Após alguns séculos como negócio familiar, em 1987, a empresa foi vendida para o poderoso grupo Sogrape, mas conservou a Quinta do Vallado que hoje é administrada por dois tataranetos (acho eu que é isso) de D. Antónia: os primos João e Francisco Ferreira.
O enólogo da empresa é ninguém menos do que Francisco Olazabal, o também garoto de ouro com sua Quinta do Vale Meão e igualmente primo de João. D. Antónia ficaria orgulhosa de ver que continua tudo em família. E no meio das conversas do almoço, ainda aprendemos que a mulher de João é uma Douro Girl, co-proprietária da Quinta do Crasto. A família está muito bem de vinhos!
Os vinhos da Quinta do Vallado |
Iniciamos o almoço com um branco bem fresco, floral e mineral, o Vallado Branco 2008, corte de Rabigato, Verdelho, Viosinho e Arinto. No meio da descrição do vinho, João se deixou levar pelo momento e passou a descrever também a maravilha do Quinta do Vallado Reserva Branco, com estágio de 10 meses em carvalho novo. Meu coração ingênuo, cheio de contentamento, perguntou se iríamos prová-lo a seguir. Qual o quê! Era só para dar água na boca. Minha decepção deve ter sido tão transparente, que Fernando, da Cantu, tentou consertar prometendo que iríamos prová-lo em breve. Vamos ver...
Seguimos com o Vallado Tinto 2007, um vinho que mistura inidentificáveis vinhas velhas com uvas de nome e sobrenome de vinhedos mais novos e cuja passagem em madeira é marginal (apenas 20%) e quase imperceptível. Com aromas de frutas maduras, envolto em veludo e com muita elegância, é um vinho apropriado para o outono que vem pela frente aqui no Rio de Janeiro e que mereceu nada menos do que 93 pontos da Wine Spectator.
Subindo mais um ponto na Wine Spectator (94) e retirando vários reais a mais de nossos bolsos, o Quinta do Vallado Touriga Nacional 2007 era um show de bola! Eu na verdade acredito que, se o vinho anterior mereceu 93 pontos, este mereceria 193! Estava muitos furos acima... Com marcantes aromas de ameixas pretas e chocolate, era uma explosão de frutas e ao mesmo tempo um equilíbrio perfeito. Tem muita vida pela frente! Mas eu sou suspeito para falar desse vinho, pois a Touriga Nacional é uma casta que me deixa feliz só em ler seu nome no rótulo.

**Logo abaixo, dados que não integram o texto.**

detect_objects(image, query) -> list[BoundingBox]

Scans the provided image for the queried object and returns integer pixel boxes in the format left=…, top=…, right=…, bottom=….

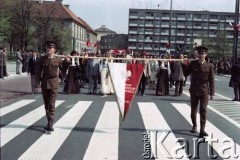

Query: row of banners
left=108, top=63, right=145, bottom=121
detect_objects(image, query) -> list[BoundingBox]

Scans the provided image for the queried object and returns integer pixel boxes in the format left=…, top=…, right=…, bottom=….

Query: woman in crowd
left=156, top=53, right=171, bottom=96
left=63, top=50, right=82, bottom=94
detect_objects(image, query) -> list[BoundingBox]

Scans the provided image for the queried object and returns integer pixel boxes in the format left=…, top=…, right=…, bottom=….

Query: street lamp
left=167, top=0, right=173, bottom=53
left=232, top=0, right=239, bottom=64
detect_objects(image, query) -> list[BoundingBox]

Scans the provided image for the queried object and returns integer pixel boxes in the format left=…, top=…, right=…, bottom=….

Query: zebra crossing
left=1, top=99, right=240, bottom=160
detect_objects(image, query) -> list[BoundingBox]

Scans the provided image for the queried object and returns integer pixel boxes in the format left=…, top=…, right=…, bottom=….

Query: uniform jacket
left=182, top=60, right=214, bottom=96
left=36, top=55, right=62, bottom=89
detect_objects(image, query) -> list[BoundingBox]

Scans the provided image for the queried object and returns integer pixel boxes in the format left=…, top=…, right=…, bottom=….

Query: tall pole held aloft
left=232, top=0, right=239, bottom=64
left=168, top=0, right=173, bottom=51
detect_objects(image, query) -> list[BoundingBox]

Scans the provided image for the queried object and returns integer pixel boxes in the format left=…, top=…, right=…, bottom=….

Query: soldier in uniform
left=182, top=46, right=215, bottom=138
left=35, top=41, right=69, bottom=132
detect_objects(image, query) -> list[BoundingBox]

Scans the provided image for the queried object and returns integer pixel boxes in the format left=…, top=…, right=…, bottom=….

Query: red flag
left=108, top=63, right=144, bottom=120
left=86, top=40, right=91, bottom=47
left=94, top=42, right=98, bottom=48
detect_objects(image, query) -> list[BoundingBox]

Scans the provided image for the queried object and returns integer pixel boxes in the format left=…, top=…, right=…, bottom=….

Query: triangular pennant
left=108, top=63, right=144, bottom=120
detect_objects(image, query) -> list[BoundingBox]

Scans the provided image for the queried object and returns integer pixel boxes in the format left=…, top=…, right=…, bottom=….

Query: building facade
left=128, top=8, right=240, bottom=55
left=100, top=34, right=128, bottom=53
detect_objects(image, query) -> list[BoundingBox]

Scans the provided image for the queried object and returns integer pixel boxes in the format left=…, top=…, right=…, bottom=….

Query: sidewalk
left=1, top=61, right=27, bottom=80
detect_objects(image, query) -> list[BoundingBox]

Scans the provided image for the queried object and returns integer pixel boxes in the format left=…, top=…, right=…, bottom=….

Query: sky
left=63, top=0, right=237, bottom=34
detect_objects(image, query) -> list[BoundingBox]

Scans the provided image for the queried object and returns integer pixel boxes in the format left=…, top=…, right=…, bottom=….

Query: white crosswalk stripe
left=83, top=102, right=119, bottom=160
left=1, top=99, right=240, bottom=159
left=138, top=102, right=189, bottom=160
left=0, top=100, right=35, bottom=116
left=172, top=103, right=240, bottom=159
left=19, top=101, right=92, bottom=160
left=1, top=100, right=64, bottom=147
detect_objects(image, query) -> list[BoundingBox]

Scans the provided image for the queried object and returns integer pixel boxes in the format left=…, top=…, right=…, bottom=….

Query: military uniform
left=183, top=46, right=214, bottom=137
left=36, top=55, right=62, bottom=130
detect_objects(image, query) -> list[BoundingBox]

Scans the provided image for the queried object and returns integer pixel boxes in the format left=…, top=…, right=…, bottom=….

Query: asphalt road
left=1, top=63, right=240, bottom=160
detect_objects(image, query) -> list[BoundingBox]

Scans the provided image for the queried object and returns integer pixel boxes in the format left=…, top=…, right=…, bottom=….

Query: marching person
left=28, top=50, right=40, bottom=94
left=182, top=46, right=215, bottom=138
left=35, top=41, right=69, bottom=132
left=86, top=53, right=100, bottom=94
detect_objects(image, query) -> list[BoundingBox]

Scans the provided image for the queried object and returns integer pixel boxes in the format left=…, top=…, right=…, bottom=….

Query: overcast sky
left=63, top=0, right=236, bottom=34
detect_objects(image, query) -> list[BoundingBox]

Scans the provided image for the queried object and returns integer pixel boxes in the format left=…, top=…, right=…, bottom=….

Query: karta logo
left=142, top=131, right=239, bottom=159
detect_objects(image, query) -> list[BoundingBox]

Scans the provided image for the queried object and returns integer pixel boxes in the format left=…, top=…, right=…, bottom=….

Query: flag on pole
left=108, top=63, right=144, bottom=120
left=86, top=40, right=91, bottom=47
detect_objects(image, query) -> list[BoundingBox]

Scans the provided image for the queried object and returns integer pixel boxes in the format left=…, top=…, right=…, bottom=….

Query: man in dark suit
left=28, top=50, right=40, bottom=94
left=35, top=41, right=69, bottom=132
left=182, top=46, right=215, bottom=138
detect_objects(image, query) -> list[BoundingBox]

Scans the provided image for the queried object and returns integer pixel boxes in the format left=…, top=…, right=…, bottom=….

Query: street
left=0, top=63, right=240, bottom=160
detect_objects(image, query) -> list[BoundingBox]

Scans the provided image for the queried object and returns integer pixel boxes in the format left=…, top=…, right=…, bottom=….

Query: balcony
left=186, top=34, right=192, bottom=36
left=129, top=15, right=138, bottom=19
left=128, top=46, right=137, bottom=49
left=160, top=40, right=168, bottom=43
left=145, top=39, right=153, bottom=42
left=144, top=47, right=152, bottom=50
left=209, top=34, right=217, bottom=37
left=177, top=17, right=186, bottom=21
left=145, top=16, right=154, bottom=19
left=161, top=32, right=169, bottom=35
left=161, top=24, right=169, bottom=28
left=128, top=39, right=137, bottom=42
left=177, top=33, right=185, bottom=36
left=177, top=25, right=185, bottom=28
left=176, top=40, right=184, bottom=44
left=145, top=31, right=153, bottom=35
left=145, top=24, right=154, bottom=27
left=129, top=23, right=138, bottom=27
left=193, top=18, right=202, bottom=21
left=193, top=26, right=202, bottom=29
left=209, top=26, right=217, bottom=30
left=209, top=19, right=218, bottom=22
left=129, top=31, right=137, bottom=34
left=161, top=17, right=170, bottom=20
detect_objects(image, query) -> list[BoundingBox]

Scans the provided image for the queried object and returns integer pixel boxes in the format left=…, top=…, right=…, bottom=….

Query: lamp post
left=232, top=0, right=239, bottom=64
left=167, top=0, right=173, bottom=53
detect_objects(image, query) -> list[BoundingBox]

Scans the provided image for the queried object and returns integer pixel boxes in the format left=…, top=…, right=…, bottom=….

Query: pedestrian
left=182, top=46, right=215, bottom=138
left=35, top=41, right=69, bottom=132
left=137, top=53, right=151, bottom=96
left=0, top=47, right=4, bottom=79
left=16, top=49, right=23, bottom=75
left=229, top=58, right=240, bottom=101
left=86, top=53, right=100, bottom=94
left=63, top=50, right=82, bottom=94
left=28, top=50, right=40, bottom=94
left=172, top=53, right=185, bottom=96
left=2, top=47, right=8, bottom=77
left=156, top=54, right=171, bottom=96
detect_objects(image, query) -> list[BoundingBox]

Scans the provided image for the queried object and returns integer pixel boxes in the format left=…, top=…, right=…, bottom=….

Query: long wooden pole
left=55, top=55, right=192, bottom=62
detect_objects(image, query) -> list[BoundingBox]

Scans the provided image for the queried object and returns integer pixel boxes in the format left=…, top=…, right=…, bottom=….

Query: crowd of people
left=2, top=41, right=240, bottom=137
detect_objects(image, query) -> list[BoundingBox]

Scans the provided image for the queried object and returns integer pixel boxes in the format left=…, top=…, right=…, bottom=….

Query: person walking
left=182, top=46, right=215, bottom=138
left=172, top=53, right=185, bottom=96
left=86, top=53, right=100, bottom=94
left=230, top=58, right=240, bottom=101
left=28, top=50, right=40, bottom=94
left=35, top=41, right=69, bottom=132
left=16, top=49, right=23, bottom=75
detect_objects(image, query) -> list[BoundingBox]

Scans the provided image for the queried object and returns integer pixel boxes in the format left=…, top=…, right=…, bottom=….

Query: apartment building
left=128, top=8, right=239, bottom=55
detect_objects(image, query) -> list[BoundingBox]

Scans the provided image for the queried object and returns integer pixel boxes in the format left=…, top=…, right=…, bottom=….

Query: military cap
left=45, top=40, right=57, bottom=48
left=196, top=46, right=208, bottom=52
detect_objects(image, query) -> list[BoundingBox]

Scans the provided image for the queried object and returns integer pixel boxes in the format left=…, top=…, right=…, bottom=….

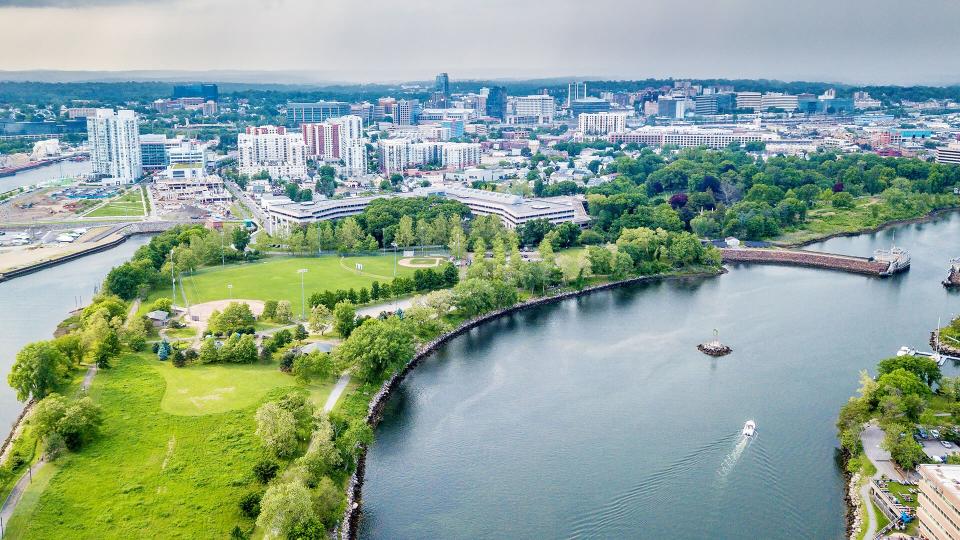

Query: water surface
left=360, top=213, right=960, bottom=539
left=0, top=235, right=151, bottom=435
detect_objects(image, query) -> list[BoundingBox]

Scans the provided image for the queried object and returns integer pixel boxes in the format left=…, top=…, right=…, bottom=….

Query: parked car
left=942, top=440, right=953, bottom=449
left=931, top=429, right=941, bottom=439
left=918, top=427, right=929, bottom=439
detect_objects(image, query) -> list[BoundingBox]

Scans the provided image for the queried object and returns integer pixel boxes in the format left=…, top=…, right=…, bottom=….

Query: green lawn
left=4, top=353, right=339, bottom=539
left=146, top=255, right=415, bottom=315
left=154, top=360, right=334, bottom=416
left=555, top=247, right=588, bottom=281
left=164, top=326, right=197, bottom=339
left=85, top=188, right=145, bottom=218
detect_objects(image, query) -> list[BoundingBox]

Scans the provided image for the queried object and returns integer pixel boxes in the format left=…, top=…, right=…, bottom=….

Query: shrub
left=238, top=491, right=262, bottom=518
left=252, top=458, right=279, bottom=483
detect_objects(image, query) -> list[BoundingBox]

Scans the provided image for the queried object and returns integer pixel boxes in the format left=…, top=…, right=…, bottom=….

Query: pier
left=721, top=247, right=896, bottom=277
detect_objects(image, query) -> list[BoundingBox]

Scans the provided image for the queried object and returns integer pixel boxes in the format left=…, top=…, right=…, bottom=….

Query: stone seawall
left=338, top=269, right=723, bottom=539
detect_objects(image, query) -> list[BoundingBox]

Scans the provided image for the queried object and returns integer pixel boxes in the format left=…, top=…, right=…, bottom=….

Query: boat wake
left=717, top=433, right=753, bottom=480
left=565, top=435, right=731, bottom=539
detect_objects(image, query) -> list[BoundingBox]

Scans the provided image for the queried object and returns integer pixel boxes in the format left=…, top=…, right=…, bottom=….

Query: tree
left=123, top=315, right=149, bottom=352
left=261, top=300, right=278, bottom=321
left=332, top=301, right=356, bottom=338
left=92, top=330, right=121, bottom=368
left=877, top=356, right=941, bottom=387
left=335, top=317, right=414, bottom=382
left=256, top=481, right=316, bottom=538
left=448, top=219, right=466, bottom=259
left=157, top=340, right=171, bottom=361
left=876, top=368, right=931, bottom=399
left=8, top=341, right=71, bottom=401
left=293, top=353, right=333, bottom=385
left=199, top=336, right=219, bottom=364
left=293, top=324, right=308, bottom=341
left=308, top=305, right=332, bottom=335
left=296, top=416, right=340, bottom=484
left=395, top=215, right=415, bottom=247
left=232, top=227, right=251, bottom=252
left=274, top=301, right=294, bottom=324
left=611, top=251, right=634, bottom=280
left=34, top=394, right=103, bottom=451
left=255, top=402, right=297, bottom=458
left=210, top=302, right=256, bottom=335
left=586, top=246, right=613, bottom=275
left=234, top=334, right=258, bottom=363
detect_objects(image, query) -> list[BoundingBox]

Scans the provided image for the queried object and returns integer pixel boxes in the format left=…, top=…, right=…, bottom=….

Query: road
left=0, top=362, right=99, bottom=529
left=323, top=373, right=351, bottom=413
left=861, top=422, right=902, bottom=481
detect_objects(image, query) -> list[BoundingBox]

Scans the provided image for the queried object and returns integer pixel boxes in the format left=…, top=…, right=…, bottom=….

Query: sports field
left=146, top=254, right=415, bottom=315
left=84, top=188, right=145, bottom=218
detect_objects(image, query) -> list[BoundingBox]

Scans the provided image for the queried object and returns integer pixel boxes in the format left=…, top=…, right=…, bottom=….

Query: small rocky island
left=698, top=330, right=732, bottom=357
left=943, top=258, right=960, bottom=289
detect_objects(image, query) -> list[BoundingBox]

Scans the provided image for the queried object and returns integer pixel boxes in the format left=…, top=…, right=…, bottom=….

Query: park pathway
left=860, top=482, right=878, bottom=540
left=323, top=373, right=351, bottom=413
left=0, top=363, right=99, bottom=530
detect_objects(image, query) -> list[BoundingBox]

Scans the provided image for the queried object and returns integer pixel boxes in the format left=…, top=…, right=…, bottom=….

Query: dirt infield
left=397, top=256, right=444, bottom=268
left=182, top=299, right=265, bottom=332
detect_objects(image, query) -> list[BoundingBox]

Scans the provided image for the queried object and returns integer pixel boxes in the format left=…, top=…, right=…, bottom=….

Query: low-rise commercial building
left=263, top=186, right=589, bottom=234
left=609, top=126, right=775, bottom=149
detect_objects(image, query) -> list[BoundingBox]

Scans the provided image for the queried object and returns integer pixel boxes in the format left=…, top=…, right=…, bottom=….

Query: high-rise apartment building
left=578, top=111, right=627, bottom=136
left=378, top=138, right=480, bottom=174
left=86, top=108, right=142, bottom=184
left=286, top=101, right=351, bottom=127
left=237, top=126, right=307, bottom=179
left=506, top=95, right=556, bottom=124
left=301, top=115, right=367, bottom=176
left=392, top=100, right=419, bottom=126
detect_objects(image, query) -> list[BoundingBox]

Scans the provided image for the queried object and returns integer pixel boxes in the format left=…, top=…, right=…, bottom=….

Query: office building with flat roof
left=286, top=101, right=351, bottom=127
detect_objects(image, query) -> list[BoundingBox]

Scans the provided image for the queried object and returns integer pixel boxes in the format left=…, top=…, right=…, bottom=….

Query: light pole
left=391, top=242, right=398, bottom=278
left=227, top=284, right=233, bottom=300
left=297, top=269, right=308, bottom=320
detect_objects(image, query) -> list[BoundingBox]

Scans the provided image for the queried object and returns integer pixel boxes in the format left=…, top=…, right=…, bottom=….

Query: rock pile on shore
left=943, top=266, right=960, bottom=289
left=847, top=472, right=863, bottom=540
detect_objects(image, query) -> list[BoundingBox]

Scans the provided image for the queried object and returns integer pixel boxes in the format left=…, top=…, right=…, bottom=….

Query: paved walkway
left=862, top=422, right=902, bottom=481
left=356, top=297, right=417, bottom=319
left=323, top=373, right=351, bottom=413
left=860, top=482, right=878, bottom=540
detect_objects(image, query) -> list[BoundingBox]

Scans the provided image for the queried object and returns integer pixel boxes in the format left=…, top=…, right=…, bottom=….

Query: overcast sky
left=0, top=0, right=958, bottom=85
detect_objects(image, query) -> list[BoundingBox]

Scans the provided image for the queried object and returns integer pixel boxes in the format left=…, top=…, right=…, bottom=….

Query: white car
left=931, top=429, right=942, bottom=439
left=942, top=440, right=953, bottom=449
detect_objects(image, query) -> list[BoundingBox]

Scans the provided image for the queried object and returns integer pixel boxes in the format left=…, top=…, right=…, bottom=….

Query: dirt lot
left=0, top=187, right=100, bottom=224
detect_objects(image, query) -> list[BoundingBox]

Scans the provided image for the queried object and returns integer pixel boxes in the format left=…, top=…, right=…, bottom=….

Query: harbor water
left=359, top=212, right=960, bottom=539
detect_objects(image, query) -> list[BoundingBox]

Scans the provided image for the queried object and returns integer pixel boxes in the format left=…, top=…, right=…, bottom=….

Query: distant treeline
left=4, top=78, right=960, bottom=110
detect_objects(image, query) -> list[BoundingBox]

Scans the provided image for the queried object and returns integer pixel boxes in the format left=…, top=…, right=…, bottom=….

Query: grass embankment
left=85, top=188, right=145, bottom=218
left=774, top=196, right=957, bottom=245
left=4, top=353, right=340, bottom=539
left=143, top=254, right=416, bottom=316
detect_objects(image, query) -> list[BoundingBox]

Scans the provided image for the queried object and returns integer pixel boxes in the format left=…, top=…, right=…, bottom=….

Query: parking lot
left=920, top=437, right=958, bottom=461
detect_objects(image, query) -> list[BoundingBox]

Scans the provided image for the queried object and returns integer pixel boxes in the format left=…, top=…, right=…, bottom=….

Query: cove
left=359, top=212, right=960, bottom=539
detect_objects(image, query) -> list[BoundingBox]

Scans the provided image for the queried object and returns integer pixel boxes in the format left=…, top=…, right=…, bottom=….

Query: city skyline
left=1, top=0, right=960, bottom=85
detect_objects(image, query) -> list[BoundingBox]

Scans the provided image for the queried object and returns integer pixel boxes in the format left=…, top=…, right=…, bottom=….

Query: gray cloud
left=0, top=0, right=164, bottom=5
left=0, top=0, right=958, bottom=85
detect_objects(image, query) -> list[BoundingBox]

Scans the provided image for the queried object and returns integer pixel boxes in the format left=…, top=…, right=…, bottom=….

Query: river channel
left=0, top=234, right=151, bottom=436
left=359, top=213, right=960, bottom=539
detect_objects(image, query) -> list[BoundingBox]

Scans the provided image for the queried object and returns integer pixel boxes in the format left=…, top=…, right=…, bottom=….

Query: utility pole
left=169, top=250, right=176, bottom=305
left=297, top=269, right=308, bottom=320
left=392, top=242, right=398, bottom=277
left=227, top=284, right=233, bottom=300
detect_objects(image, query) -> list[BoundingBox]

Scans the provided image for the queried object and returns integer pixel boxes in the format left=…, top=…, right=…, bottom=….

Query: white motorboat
left=742, top=420, right=756, bottom=437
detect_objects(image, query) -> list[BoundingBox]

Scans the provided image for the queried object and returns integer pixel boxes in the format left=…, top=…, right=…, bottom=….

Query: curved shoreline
left=774, top=206, right=959, bottom=249
left=338, top=268, right=724, bottom=539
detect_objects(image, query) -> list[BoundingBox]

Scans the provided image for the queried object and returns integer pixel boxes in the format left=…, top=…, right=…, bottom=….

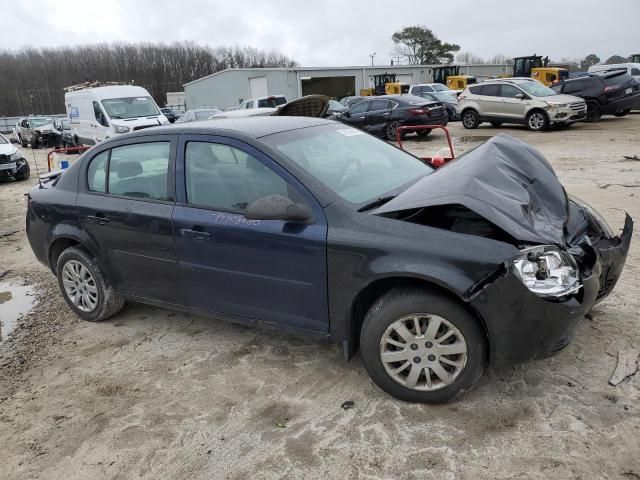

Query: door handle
left=87, top=214, right=110, bottom=225
left=180, top=228, right=211, bottom=242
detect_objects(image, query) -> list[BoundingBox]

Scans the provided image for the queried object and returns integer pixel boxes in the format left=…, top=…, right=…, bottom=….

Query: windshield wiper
left=357, top=195, right=396, bottom=212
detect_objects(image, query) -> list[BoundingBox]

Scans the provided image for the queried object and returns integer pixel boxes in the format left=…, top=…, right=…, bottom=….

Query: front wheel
left=56, top=246, right=125, bottom=322
left=526, top=110, right=548, bottom=131
left=360, top=288, right=486, bottom=403
left=14, top=162, right=30, bottom=181
left=586, top=102, right=601, bottom=123
left=461, top=110, right=480, bottom=129
left=614, top=108, right=631, bottom=117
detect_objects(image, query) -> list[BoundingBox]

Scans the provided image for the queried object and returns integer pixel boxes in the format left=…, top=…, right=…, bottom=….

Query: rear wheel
left=526, top=110, right=548, bottom=131
left=19, top=135, right=28, bottom=148
left=360, top=288, right=486, bottom=403
left=56, top=247, right=125, bottom=322
left=385, top=121, right=403, bottom=140
left=586, top=102, right=601, bottom=123
left=490, top=121, right=502, bottom=127
left=461, top=110, right=480, bottom=129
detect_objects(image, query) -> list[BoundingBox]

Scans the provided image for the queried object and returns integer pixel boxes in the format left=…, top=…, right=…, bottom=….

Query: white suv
left=456, top=79, right=587, bottom=131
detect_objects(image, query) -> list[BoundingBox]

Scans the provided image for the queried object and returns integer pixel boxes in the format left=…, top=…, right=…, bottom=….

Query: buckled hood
left=374, top=134, right=568, bottom=245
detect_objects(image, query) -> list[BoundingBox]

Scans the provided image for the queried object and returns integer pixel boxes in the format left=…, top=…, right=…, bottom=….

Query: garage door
left=249, top=76, right=268, bottom=98
left=396, top=74, right=414, bottom=85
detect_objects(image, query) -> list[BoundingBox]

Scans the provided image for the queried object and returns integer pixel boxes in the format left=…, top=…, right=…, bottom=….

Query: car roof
left=108, top=116, right=332, bottom=141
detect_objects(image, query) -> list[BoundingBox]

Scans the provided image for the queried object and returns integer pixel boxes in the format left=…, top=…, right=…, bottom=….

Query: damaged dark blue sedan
left=26, top=117, right=632, bottom=403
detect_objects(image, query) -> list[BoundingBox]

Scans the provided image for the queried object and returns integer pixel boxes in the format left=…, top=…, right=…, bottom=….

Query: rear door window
left=107, top=142, right=171, bottom=200
left=562, top=81, right=584, bottom=94
left=87, top=150, right=108, bottom=193
left=480, top=84, right=500, bottom=96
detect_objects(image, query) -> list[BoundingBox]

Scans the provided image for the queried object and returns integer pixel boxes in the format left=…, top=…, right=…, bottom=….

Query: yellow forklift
left=513, top=55, right=569, bottom=86
left=446, top=75, right=477, bottom=90
left=360, top=73, right=409, bottom=96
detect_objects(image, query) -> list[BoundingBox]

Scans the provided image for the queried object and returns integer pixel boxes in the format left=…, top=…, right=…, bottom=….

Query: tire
left=526, top=110, right=549, bottom=131
left=360, top=287, right=486, bottom=403
left=56, top=246, right=125, bottom=322
left=385, top=121, right=403, bottom=140
left=14, top=162, right=30, bottom=181
left=461, top=110, right=480, bottom=129
left=585, top=102, right=601, bottom=123
left=490, top=122, right=502, bottom=127
left=613, top=108, right=631, bottom=117
left=417, top=130, right=431, bottom=137
left=19, top=135, right=28, bottom=148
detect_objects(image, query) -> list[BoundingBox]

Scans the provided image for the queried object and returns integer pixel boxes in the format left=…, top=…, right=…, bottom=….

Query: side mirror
left=245, top=194, right=312, bottom=223
left=9, top=137, right=19, bottom=144
left=515, top=93, right=525, bottom=100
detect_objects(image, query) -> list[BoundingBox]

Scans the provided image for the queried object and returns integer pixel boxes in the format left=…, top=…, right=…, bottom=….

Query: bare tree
left=0, top=42, right=298, bottom=116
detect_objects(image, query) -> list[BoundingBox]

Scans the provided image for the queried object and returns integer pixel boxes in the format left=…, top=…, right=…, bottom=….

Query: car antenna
left=28, top=144, right=44, bottom=189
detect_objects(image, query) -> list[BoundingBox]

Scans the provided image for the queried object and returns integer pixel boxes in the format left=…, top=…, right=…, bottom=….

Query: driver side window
left=349, top=102, right=370, bottom=114
left=185, top=142, right=289, bottom=213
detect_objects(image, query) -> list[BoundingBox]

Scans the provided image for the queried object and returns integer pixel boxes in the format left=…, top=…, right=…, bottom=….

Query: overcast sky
left=2, top=0, right=639, bottom=66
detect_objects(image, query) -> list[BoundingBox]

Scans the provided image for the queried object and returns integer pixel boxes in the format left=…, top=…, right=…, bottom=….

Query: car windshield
left=518, top=82, right=557, bottom=97
left=194, top=109, right=221, bottom=120
left=262, top=124, right=433, bottom=205
left=432, top=84, right=450, bottom=92
left=61, top=119, right=70, bottom=129
left=30, top=118, right=53, bottom=127
left=0, top=134, right=7, bottom=144
left=101, top=96, right=160, bottom=119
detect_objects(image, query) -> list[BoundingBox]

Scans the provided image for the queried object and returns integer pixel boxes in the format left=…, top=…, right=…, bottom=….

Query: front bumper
left=548, top=105, right=587, bottom=124
left=0, top=157, right=27, bottom=176
left=470, top=214, right=633, bottom=366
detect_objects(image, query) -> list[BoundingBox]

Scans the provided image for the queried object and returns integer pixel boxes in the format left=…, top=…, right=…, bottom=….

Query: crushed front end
left=468, top=202, right=633, bottom=366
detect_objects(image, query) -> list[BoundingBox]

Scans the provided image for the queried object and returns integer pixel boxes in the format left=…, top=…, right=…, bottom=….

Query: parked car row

Finalmente, o Quinta do Vallado Reserva 2006 era o vinho que eu mais esperava, pois tenho uma garrafa da safra de 2008, recém comprada em Portugal, e queria ter uma prévia do que me aguarda. É um vinhaço, bem aromático, com violetas, frutas maduras e delicados tostados, antecedendo uma boca poderosa, suculenta e persistente. Quanto à safra que tenho, João aconselhou-me a esperar, pelo menos, mais 3 anos antes de abrir. O difícil será resistir...
Não é justo terminar essa matéria sem falar no conjunto e na harmonia da escola de samba que desfilou pelo Eça. Além dos vinhos maravilhosos, da presença divertida e agradável do João Ferreira e de uma troca de idéias bastante proveitosa, a equipe do restaurante gabaritou. Foi um almoço para guardar nos mais recônditos escaninhos da memória, para nunca mais esquecer.
A cozinha do chef Frédéric de Maeyer estava nos trinques, com pratos leves, criativos, saborosos e finamente decorados. A sommelière Deise Novakoski, que comandou a harmonização, fez a diferença. E ali pelas 4 da tarde, quando todas as mesas já haviam partido e nós continuávamos por lá como se não houvesse amanhã, ambos vieram fazer parte de nossa mesa e apresentar os exóticos chocolates da sobremesa. Dessa vez, eu não resisti e tive de experimentar os insólitos sabores - tonka (uma fava brasileira) e galanga (gengibre do Laos) - de que eles eram feitos. Exóticos demais para serem descritos, mas deliciosos demais para deixar de serem provados.